Rzutem na taśmę, pod sam koniec roku udało mi się jeszcze przesłuchać dwa wydawnictwa, które mnie urzekły. Pierwszym z nich było wydane w należącym do Actressa Werk Discs Lonely At The Top Lukida, którego album Foma swego czasu długo nie mogł zejść z mojej playlisty – spodziewam się, że w tym przypadku będzie podobnie – te melancholijne, zbaczające w kierunku lo-fi bity wciąż niosą ze sobą niespotykane ciepło. Drugim odkryciem był nowy album Kidkanevila nagrany na spółkę z Daisuke Tanabe. Pamiętam jak pierwszy z nich jeszcze kilka lat temu przy okazji swojego debiutu obwołany został przez wyspiarskie media "brytyjskim Djem Shadowem", ale jak niecelne były to porównania pokazało dopiero świetne Basho Basho sprzed dwóch lat. Fascynacja sceną kraju wschodzącego slońca przejawiała się w muzyce brytyjczyka od samego początku, więc współpraca z Tanabe wydaje się być zupełnie naturalnym posunięciem. Ich wspólny album, zatytulowany po prostu "Kidsuke", to w większości delikatne instrumentale pokryte sporą stertą glitchu, urokliwe cacko ignorujące trendy.
Za zupełną antytezę pozytywkowego brzmienia Kidsuke możnaby uznać produkcje Blawana, który w tym roku zabłysnął przede wszystkim epką His He She & She i zawartym na niej, przerdzewiałym i agresywnym "Why They Hide Their Bodies Under My Garage?". Do pewnego stopnia jest to powtórka z ubiegłorocznego "What You Do With What You Have", ale nie sposób się jej oprzeć. Tym bardziej zawiodła mnie podwójna dwunastka Karenn, czyli jego kolaboracji z Pariahem, doprawadzająca techno do obskurności posuniętej zbyt daleko, sprowadzającej je do poziomu popłuczyn.
No właśnie, popłuczyny. Jakkolwiek swoim debiutem Christian Loefller zachwycił całkiem sporo osób, nie mogę się oprzeć wrażeniu, że jego album, choć momentami uroczy, jest jedynie marnym cieniem tego, co na Black Noise zaprezentował Pantha du Prince. Ten drugi, nawiasem mówiąc, już za moment powróci za sprawą kolaboracji z The Bell Laboratory, skupionej na wykorzystaniu trzy-tonowego karylionu. Próbki brzmią bardzo obiecująco.
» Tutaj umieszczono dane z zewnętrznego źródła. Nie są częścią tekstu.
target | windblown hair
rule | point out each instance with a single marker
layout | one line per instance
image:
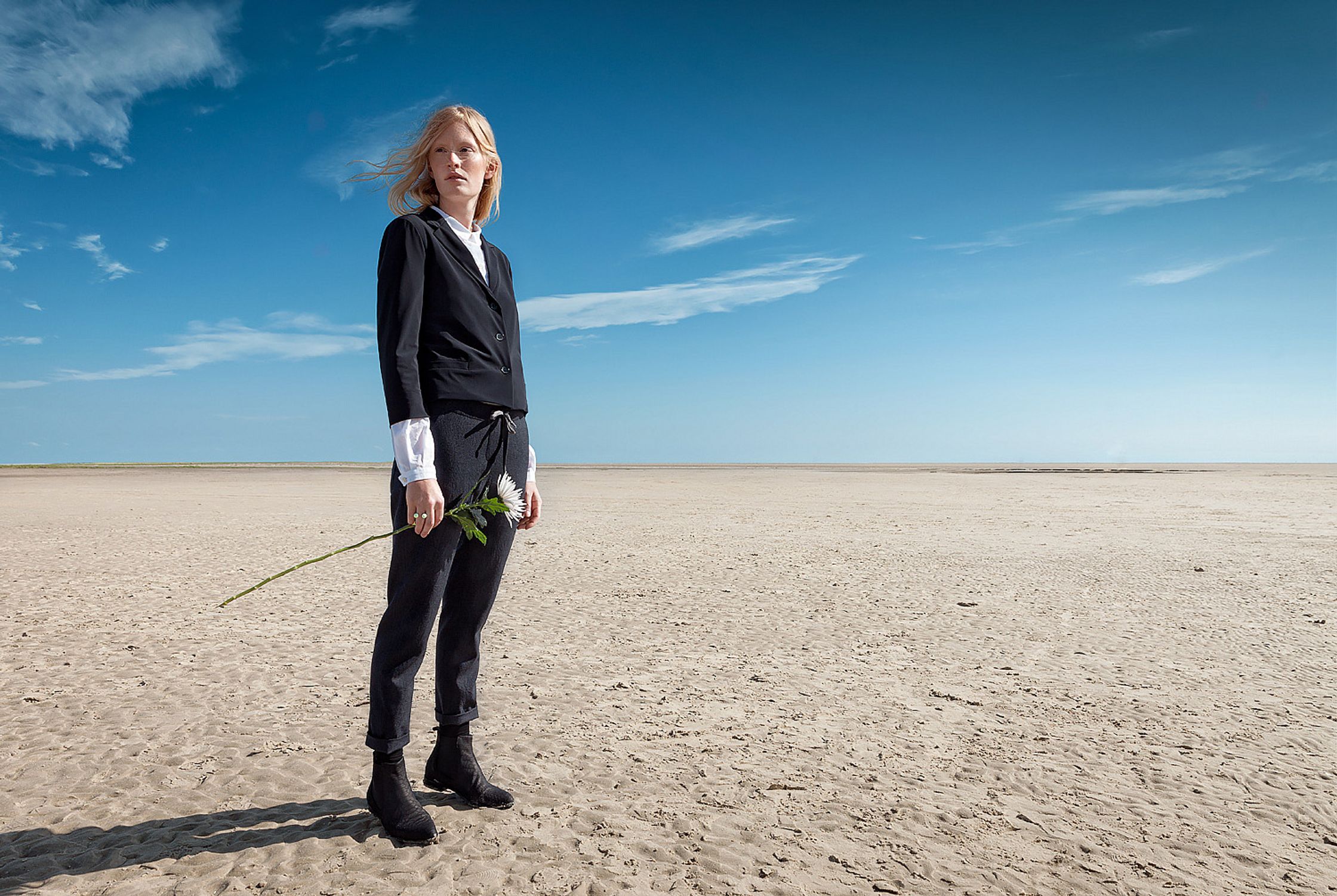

Skoro od dwóch akapitów kręcimy się w okolicach techno, nie można nie wspomnieć o drugiej, po Silence, części trylogii rozwijanej przez Roberta Henke pod szyldem Monolake. Ghosts, jak zresztą od dłuższego czasu wszystko, co wychodzi spod ręki autora Hong Kong, brzmi bardzo czysto i przejrzyście, starannie omijając jednak sterylność, która skłaniała do zbycia Silence wzruszeniem ramion. Na antypodach tego brzmienia znalazło się, także koncepcyjne, Kuopio Vladislava Delay. Fin operuje dźwiękami brudnymi, przebasowionymi, stawiając na rytmiczne eksperymenty, chwilami skręcające w stronę Fella, choć jednak najczęściej trzymające się bezpiecznego, tanecznego 4/4. Odsłuch obu tych nagrań dostarcza mnóstwa przyjemności, choć jeśli miałbym wybrać lepsze, postawiłbym mimo wszystko na Ghosts
Uff, w ten sposób dobrnęliśmy do końca. Nie ma wątpliwości, że wiele wartych uwagi rzeczy pominąłem – właśnie w tym momencie przypomniałem sobie choćby o niezłej płycie Jana Jelinka, pominąłem też tak świetne nagrania jak Luxury Problems Andy'ego Stotta czy Classical Curves Jam City. Zdaję jednak sobie sprawę, że zaraz ten rekap zacznie niebezpiecznie puchnąć i już w ogóle nikt go nie przeczyta, więc lepiej nie będe ryzykował i zwinę się już. Do zobaczenia za rok w tym samym miejscu.